ECLI:NL:RBROT:2025:12108

Rechtbank Rotterdam

Datum uitspraak
22 september 2025
Publicatiedatum
16 oktober 2025
Zaaknummer
C/10/704399 / JE RK 25-1601
Instantie
Rechtbank Rotterdam
Type
Uitspraak
Rechtsgebied
Civiel recht
Procedures
  • Beschikking
Rechters
Vindplaatsen
  • Rechtspraak.nl
AI samenvatting door LexboostAutomatisch gegenereerd

Verlenging ondertoezichtstelling voor een kortere duur dan verzocht vanwege ontbreken relevante en actuele informatie

In deze beschikking van de kinderrechter van de Rechtbank Rotterdam, gedateerd 22 september 2025, wordt de ondertoezichtstelling van een minderjarige verlengd voor een kortere duur dan verzocht. De gecertificeerde instelling Jeugdbescherming Rotterdam Rijnmond had verzocht om verlenging van de ondertoezichtstelling van de minderjarige voor een jaar, maar de kinderrechter oordeelt dat er onvoldoende relevante en actuele informatie beschikbaar is om dit verzoek in te willigen. De ouders van de minderjarige, de moeder en de vader, hebben verschillende opvattingen over de situatie van de minderjarige, wat leidt tot zorgen over haar welzijn. De kinderrechter heeft vastgesteld dat de huidige ondertoezichtstelling tot 27 september 2025 loopt en dat er geen ruimte is om het verzoek voor die datum opnieuw te behandelen. Daarom is besloten om de ondertoezichtstelling voor een kortere periode van drie maanden te verlengen, tot 27 december 2025. De kinderrechter heeft ook verzocht om aanvullende informatie van de GI en om een tolk voor de vader aan te vragen voor de volgende zitting, die gepland staat op 15 december 2025. De beschikking is uitvoerbaar bij voorraad verklaard, wat betekent dat de beslissing direct geldt, ook als er hoger beroep wordt ingesteld.

Uitspraak

RECHTBANK ROTTERDAM

Team Jeugd
Zaaknummer: C/10/704399 / JE RK 25-1601
Datum uitspraak: 22 september 2025
Beschikking van de kinderrechter over een verlenging ondertoezichtstelling
in de zaak van
de gecertificeerde instelling Jeugdbescherming Rotterdam Rijmond,
gevestigd te Rotterdam, hierna te noemen: de GI,
over
[minderjarige],
geboren op [geboortedatum] 2024 in [geboorteplaats] , hierna te noemen: [minderjarige] .
De kinderrechter merkt als belanghebbenden aan:
[naam moeder],
hierna te noemen: de moeder, wonende op een bij de rechtbank bekend adres,
advocaat: mr. M. Krol, kantoorhoudende in Rotterdam,
[naam vader],
hierna te noemen: de vader, ingeschreven in [woonplaats] .

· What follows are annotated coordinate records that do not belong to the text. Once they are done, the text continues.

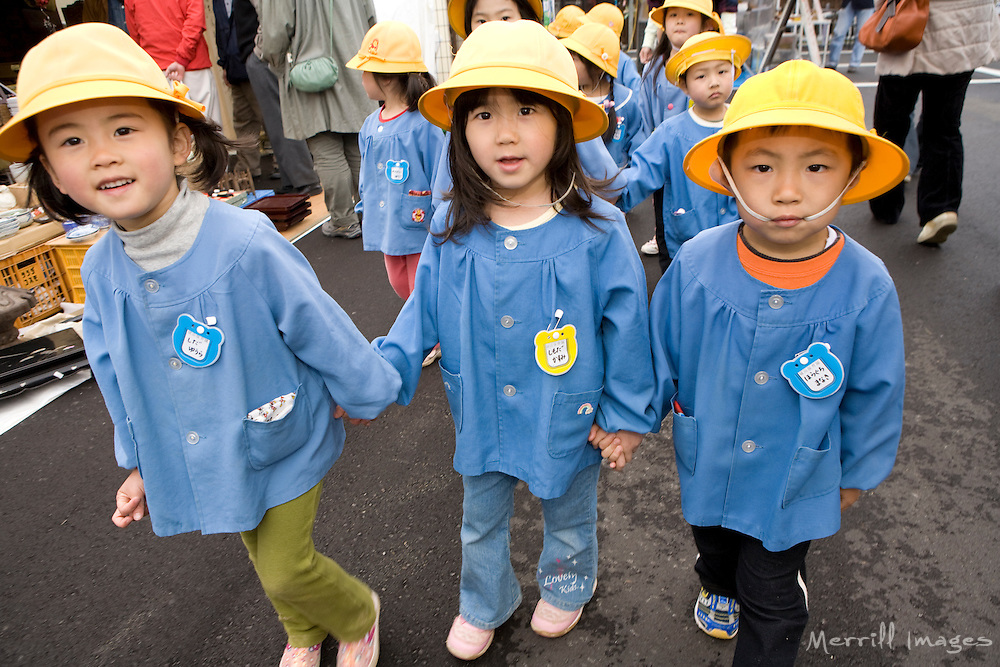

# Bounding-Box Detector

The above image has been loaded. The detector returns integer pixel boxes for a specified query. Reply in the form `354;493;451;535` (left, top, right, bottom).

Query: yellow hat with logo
684;60;910;204
419;21;608;141
587;2;625;37
0;23;205;162
665;31;750;86
545;5;586;39
347;21;427;74
559;23;621;76
448;0;542;39
649;0;725;33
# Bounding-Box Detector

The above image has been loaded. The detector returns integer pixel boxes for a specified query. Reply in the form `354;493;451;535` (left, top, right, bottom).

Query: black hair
435;88;611;243
372;72;437;111
463;0;542;35
25;98;250;220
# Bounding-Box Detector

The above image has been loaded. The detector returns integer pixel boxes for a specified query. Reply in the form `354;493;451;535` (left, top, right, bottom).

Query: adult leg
733;535;809;667
246;53;319;191
868;75;920;225
240;482;375;646
458;472;521;630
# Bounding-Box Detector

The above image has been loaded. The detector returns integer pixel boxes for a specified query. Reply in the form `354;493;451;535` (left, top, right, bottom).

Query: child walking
617;32;750;261
612;60;908;665
347;21;444;299
375;21;653;660
0;23;400;667
561;23;646;167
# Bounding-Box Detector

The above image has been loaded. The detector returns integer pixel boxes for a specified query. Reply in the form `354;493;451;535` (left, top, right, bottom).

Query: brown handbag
858;0;930;53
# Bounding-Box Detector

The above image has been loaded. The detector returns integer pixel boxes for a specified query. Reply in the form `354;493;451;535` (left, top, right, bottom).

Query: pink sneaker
531;600;583;637
445;616;493;660
338;591;379;667
280;644;322;667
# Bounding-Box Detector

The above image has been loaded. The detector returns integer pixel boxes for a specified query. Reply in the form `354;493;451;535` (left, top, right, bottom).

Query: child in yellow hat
602;60;908;666
347;21;445;308
617;32;750;260
374;21;653;660
0;23;399;667
562;23;646;167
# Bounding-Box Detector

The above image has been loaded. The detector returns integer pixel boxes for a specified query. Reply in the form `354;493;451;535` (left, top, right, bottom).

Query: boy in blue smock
598;61;908;665
617;32;750;268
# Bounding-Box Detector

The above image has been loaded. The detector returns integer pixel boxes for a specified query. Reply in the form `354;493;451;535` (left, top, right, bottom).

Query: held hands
111;468;146;528
587;424;642;470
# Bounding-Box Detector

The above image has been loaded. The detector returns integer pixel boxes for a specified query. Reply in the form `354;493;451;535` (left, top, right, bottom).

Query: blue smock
617;109;740;257
354;110;444;255
81;201;400;535
374;198;653;498
650;222;905;551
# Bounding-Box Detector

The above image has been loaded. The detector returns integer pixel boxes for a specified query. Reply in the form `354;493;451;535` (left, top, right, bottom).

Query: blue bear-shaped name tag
173;313;226;368
385;160;410;185
781;343;844;398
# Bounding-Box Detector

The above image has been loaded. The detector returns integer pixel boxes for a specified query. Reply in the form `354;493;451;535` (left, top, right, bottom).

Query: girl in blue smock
0;23;400;667
347;21;444;299
375;21;652;660
561;23;646;167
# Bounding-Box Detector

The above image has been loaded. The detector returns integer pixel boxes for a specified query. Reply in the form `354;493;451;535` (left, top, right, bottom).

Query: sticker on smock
385;160;410;185
781;343;844;398
173;313;226;368
535;310;576;375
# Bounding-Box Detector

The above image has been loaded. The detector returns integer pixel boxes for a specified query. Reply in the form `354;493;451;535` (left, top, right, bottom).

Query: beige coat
875;0;1000;76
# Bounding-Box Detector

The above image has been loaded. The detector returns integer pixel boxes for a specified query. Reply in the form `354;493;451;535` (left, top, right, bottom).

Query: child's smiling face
36;98;191;231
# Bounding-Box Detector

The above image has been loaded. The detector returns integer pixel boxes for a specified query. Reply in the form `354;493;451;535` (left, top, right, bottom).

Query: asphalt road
0;66;1000;667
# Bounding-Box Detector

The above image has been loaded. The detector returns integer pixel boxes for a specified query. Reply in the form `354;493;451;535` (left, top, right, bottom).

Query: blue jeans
458;465;601;630
826;5;875;67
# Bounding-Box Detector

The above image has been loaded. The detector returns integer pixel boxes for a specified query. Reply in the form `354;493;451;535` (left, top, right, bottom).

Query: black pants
869;72;972;226
691;526;809;667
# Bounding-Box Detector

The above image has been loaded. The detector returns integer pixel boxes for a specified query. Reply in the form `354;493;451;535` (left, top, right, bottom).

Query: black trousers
691;526;809;667
869;72;972;226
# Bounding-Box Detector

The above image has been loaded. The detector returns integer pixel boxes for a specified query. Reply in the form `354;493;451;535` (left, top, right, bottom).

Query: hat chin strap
719;160;868;222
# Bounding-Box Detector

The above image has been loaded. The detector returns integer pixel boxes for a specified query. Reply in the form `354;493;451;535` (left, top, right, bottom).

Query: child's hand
111;468;146;528
333;405;372;426
840;489;861;512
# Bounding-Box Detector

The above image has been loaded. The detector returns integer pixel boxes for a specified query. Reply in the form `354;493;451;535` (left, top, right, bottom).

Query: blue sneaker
694;588;740;639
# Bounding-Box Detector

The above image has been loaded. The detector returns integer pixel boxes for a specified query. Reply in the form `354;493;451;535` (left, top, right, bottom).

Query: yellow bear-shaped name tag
535;324;576;375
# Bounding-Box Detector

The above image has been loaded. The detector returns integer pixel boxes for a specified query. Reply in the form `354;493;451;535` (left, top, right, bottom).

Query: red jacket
125;0;212;70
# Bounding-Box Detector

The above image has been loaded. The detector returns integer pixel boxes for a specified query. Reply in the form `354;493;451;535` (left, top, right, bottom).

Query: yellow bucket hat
418;20;608;141
649;0;726;34
665;32;750;86
587;2;625;37
559;23;621;76
0;23;205;162
684;60;910;204
448;0;542;39
546;5;586;38
347;21;427;74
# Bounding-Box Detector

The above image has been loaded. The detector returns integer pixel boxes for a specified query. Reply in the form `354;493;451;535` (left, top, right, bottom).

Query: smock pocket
781;434;840;508
670;410;698;475
439;364;462;433
400;190;431;230
243;384;313;470
546;386;604;458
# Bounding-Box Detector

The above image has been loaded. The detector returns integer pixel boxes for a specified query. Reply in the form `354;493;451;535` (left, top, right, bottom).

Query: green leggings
240;482;375;647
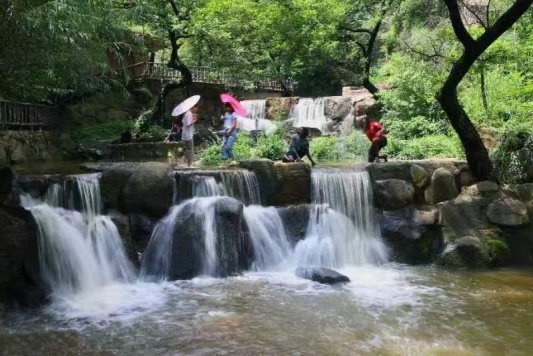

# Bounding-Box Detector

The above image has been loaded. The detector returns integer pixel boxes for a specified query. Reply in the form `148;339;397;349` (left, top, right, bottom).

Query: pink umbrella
220;94;248;117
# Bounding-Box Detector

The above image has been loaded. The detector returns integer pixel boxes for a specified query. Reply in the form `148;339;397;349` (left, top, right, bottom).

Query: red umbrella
220;94;248;117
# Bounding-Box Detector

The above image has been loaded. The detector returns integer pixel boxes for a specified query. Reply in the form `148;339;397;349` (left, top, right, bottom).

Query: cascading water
295;170;387;267
21;175;134;296
244;205;292;271
290;98;328;134
222;170;261;205
192;176;222;197
237;100;277;135
244;170;387;270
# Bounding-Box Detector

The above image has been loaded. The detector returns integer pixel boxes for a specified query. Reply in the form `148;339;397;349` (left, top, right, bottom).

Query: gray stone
0;205;46;306
461;181;500;197
409;164;430;188
438;198;489;236
438;236;490;268
294;267;350;284
324;96;352;121
424;168;459;204
374;179;415;210
487;198;529;227
119;162;174;216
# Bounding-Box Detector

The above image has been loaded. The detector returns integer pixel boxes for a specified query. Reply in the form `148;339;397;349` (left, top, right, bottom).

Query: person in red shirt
363;108;387;163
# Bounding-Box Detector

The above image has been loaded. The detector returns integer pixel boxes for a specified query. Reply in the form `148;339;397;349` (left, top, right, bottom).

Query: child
181;105;198;167
282;127;315;166
221;103;237;165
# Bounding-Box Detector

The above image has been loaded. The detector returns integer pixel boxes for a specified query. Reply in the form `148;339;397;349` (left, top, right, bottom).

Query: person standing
282;127;316;166
221;103;237;165
364;118;387;163
181;105;198;167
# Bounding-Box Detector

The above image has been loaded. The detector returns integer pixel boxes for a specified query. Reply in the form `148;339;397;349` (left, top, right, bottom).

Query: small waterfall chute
244;205;292;271
290;98;328;134
21;175;134;296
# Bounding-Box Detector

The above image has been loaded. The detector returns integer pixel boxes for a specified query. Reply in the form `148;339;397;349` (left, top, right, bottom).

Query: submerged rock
294;267;350;284
374;179;415;210
0;205;46;306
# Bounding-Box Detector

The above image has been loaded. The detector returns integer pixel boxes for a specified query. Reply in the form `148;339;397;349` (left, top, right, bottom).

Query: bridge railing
0;100;49;130
128;62;294;92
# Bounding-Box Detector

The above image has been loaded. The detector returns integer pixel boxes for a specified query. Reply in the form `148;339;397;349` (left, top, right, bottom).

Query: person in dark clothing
282;127;316;166
166;120;181;142
364;119;387;163
120;129;133;143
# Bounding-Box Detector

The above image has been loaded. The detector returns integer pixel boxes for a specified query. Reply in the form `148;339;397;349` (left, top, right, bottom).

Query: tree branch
443;0;475;49
461;0;488;30
476;0;533;53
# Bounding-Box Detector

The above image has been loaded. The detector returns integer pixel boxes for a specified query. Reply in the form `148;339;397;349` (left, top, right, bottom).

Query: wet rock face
487;198;529;227
374;179;415;210
169;198;253;280
424;168;459;204
119;162;174;216
0;205;46;306
294;267;350;284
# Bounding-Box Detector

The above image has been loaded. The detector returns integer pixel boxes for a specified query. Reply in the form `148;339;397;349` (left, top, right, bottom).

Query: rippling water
0;265;533;355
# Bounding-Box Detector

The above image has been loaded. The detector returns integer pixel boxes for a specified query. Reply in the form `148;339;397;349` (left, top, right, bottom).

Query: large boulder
409;164;430;189
239;159;279;205
324;96;352;121
439;198;490;236
379;208;443;264
278;204;313;244
424;168;459;204
374;179;415;210
487;197;529;227
0;205;46;306
294;267;350;284
119;162;175;216
266;97;300;121
143;197;253;280
438;236;490;268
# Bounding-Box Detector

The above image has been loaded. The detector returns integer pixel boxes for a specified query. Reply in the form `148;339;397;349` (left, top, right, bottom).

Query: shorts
183;140;194;161
368;136;387;163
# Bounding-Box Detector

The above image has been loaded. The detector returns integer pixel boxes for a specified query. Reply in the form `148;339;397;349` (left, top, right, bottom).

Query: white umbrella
172;95;200;116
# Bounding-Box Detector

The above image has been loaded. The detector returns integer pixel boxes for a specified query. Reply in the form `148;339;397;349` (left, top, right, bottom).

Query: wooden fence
128;62;294;92
0;100;50;130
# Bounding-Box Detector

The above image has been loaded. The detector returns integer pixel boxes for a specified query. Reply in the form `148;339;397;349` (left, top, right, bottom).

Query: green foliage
493;129;533;183
310;131;370;161
199;131;285;166
70;120;132;142
387;135;464;159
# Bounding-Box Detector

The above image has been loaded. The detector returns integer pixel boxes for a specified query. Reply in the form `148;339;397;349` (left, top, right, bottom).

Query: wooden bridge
126;62;294;93
0;100;51;130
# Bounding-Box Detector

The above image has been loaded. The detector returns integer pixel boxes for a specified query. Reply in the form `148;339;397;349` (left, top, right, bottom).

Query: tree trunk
363;20;382;96
479;66;489;114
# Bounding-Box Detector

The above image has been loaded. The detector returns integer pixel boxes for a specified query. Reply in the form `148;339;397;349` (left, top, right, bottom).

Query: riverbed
0;264;533;355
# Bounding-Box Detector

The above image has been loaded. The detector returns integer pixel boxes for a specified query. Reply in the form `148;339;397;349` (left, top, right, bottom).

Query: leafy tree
438;0;533;179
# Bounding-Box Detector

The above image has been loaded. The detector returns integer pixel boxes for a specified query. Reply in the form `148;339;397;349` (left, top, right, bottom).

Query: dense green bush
493;129;533;183
199;132;286;166
70;120;132;142
386;135;464;159
310;131;370;161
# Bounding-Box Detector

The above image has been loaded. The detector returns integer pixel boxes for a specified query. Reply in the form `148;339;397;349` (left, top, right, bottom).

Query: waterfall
222;170;261;205
21;175;134;296
237;100;277;135
244;205;292;270
290;98;328;134
295;170;387;268
192;176;222;197
174;170;261;205
141;197;241;280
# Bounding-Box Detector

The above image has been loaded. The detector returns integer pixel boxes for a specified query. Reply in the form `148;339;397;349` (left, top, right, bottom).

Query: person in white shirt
181;105;198;167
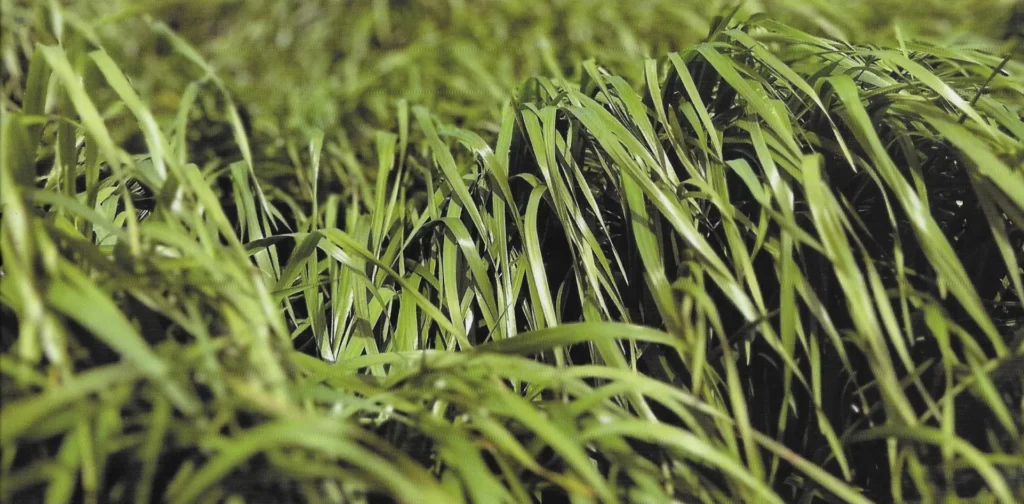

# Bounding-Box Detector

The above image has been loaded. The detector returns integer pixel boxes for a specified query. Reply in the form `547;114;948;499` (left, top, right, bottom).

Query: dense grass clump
0;2;1024;503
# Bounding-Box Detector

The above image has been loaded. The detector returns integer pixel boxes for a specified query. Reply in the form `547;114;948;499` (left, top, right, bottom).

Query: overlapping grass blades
0;6;1024;502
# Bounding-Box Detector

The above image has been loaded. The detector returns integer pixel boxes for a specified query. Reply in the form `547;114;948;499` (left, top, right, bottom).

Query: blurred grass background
0;0;1024;503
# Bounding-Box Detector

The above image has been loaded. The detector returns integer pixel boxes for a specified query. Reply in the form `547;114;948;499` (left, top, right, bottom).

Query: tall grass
0;4;1024;503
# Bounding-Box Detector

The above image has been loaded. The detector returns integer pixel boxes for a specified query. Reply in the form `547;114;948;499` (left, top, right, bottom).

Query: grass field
6;0;1024;503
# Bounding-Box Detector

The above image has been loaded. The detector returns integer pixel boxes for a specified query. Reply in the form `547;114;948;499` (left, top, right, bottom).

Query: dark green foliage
0;2;1024;503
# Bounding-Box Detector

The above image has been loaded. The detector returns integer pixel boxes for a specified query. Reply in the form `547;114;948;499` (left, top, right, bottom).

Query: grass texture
0;0;1024;503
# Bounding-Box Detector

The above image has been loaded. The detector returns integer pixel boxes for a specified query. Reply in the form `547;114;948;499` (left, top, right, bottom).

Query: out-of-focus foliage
0;0;1024;503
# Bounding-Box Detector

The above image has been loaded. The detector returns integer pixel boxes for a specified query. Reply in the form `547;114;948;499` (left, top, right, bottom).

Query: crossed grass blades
0;3;1024;503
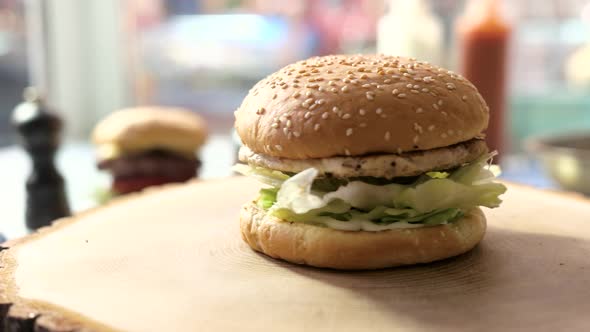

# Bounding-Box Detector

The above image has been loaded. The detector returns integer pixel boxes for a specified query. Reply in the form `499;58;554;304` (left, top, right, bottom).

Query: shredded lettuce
234;154;506;230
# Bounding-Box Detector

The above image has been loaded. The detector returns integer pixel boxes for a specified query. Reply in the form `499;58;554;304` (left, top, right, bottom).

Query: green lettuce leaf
236;154;506;230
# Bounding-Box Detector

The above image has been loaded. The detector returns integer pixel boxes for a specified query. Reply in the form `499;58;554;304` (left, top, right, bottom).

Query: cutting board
0;178;590;332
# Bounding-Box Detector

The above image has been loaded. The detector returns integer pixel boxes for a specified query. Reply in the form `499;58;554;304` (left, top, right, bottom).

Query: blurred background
0;0;590;239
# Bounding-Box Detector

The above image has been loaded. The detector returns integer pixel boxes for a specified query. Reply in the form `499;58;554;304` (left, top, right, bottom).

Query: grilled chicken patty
239;138;488;179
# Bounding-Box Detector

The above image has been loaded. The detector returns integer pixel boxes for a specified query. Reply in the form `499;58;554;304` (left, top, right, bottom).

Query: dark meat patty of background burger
98;150;201;194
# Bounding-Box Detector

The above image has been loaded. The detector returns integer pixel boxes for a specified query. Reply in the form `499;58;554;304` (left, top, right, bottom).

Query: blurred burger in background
92;107;207;200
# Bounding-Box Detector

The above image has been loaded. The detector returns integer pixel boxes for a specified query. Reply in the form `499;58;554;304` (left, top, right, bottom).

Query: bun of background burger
92;106;207;194
235;55;504;269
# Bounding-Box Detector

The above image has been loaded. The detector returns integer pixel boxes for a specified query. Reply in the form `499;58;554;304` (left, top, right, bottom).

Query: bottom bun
240;203;486;270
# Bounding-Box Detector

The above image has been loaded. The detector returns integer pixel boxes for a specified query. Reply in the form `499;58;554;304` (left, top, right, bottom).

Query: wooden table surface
0;178;590;332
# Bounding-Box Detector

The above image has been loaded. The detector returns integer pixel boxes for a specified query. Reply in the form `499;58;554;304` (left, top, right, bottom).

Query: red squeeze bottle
457;0;512;159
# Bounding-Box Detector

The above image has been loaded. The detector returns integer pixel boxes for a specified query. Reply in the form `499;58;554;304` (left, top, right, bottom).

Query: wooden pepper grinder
12;88;70;230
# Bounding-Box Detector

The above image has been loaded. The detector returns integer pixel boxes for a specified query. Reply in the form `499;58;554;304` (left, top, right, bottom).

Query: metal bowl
525;133;590;195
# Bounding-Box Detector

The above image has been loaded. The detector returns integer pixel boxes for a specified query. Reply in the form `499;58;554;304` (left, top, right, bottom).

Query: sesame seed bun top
235;55;489;159
92;106;207;157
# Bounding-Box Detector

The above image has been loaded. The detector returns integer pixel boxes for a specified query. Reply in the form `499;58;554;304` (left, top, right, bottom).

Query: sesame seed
414;122;423;134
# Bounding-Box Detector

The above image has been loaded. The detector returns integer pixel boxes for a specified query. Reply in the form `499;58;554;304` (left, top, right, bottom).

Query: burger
234;55;506;269
92;107;207;195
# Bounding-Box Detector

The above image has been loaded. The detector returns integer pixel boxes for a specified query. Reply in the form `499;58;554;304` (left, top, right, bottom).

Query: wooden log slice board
0;178;590;332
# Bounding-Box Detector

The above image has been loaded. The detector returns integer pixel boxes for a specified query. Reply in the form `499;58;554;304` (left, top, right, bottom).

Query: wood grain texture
0;178;590;332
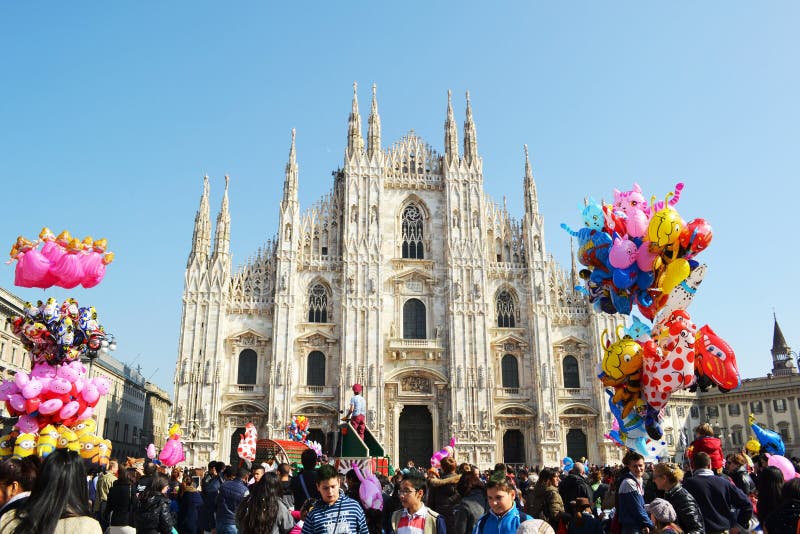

1.Het verloop van de procedure

1.1.
Het procesverloop blijkt uit het verzoekschrift met bijlagen van de GI van 31 juli 2025, ontvangen op 1 augustus 2025.
1.2.
De zitting met gesloten deuren heeft plaatsgevonden op 22 september 2025. Daarbij waren aanwezig:
  • de moeder, bijgestaan door haar advocaat;
  • de vader;
  • een vertegenwoordiger van de GI, [naam 1] .
Aangezien de vader de Nederlandse taal niet of onvoldoende machtig is, maar wel de Portugese taal, heeft de kinderrechter het verhoor doen plaatsvinden met bijstand van [naam 2] , tolk in de Portugese taal. De kinderrechter heeft vastgesteld dat de tolk is beëdigd overeenkomstig het bepaalde in artikel 12 van de Wet beëdigde tolken en vertalers.

2.De feiten

2.1.
De moeder en de vader zijn belast met het ouderlijk gezag over [minderjarige] .
2.2.
[minderjarige] woont bij haar moeder.
2.3.
Bij beschikking van 27 september 2024 is [minderjarige] onder toezicht gesteld tot 27 september 2025.

3.Het verzoek

3.1.
De GI verzoekt de ondertoezichtstelling van [minderjarige] te verlengen voor de duur van een jaar en de beslissing uitvoerbaar bij voorraad te verklaren.
3.2.
De GI handhaaft het verzoek. De GI erkent dat de inhoud van het verzoekschrift onvoldoende omvattend is. Zij licht ter zitting het volgende toe. De zorgen over [minderjarige] zijn gelegen in de dynamiek tussen zowel de ouders als de vader en ex-partner van de moeder. De relatie tussen de ouders is wisselend en zij maken elkaar over en weer verwijten. De zorgen overstijgen de mogelijkheden van het vrijwillige kader. In het kader van de ondertoezichtstelling is geprobeerd om hulp in te zetten, zoals SPAM (specialistische ambulante hulpverlening), maar dit is nog niet van de grond gekomen.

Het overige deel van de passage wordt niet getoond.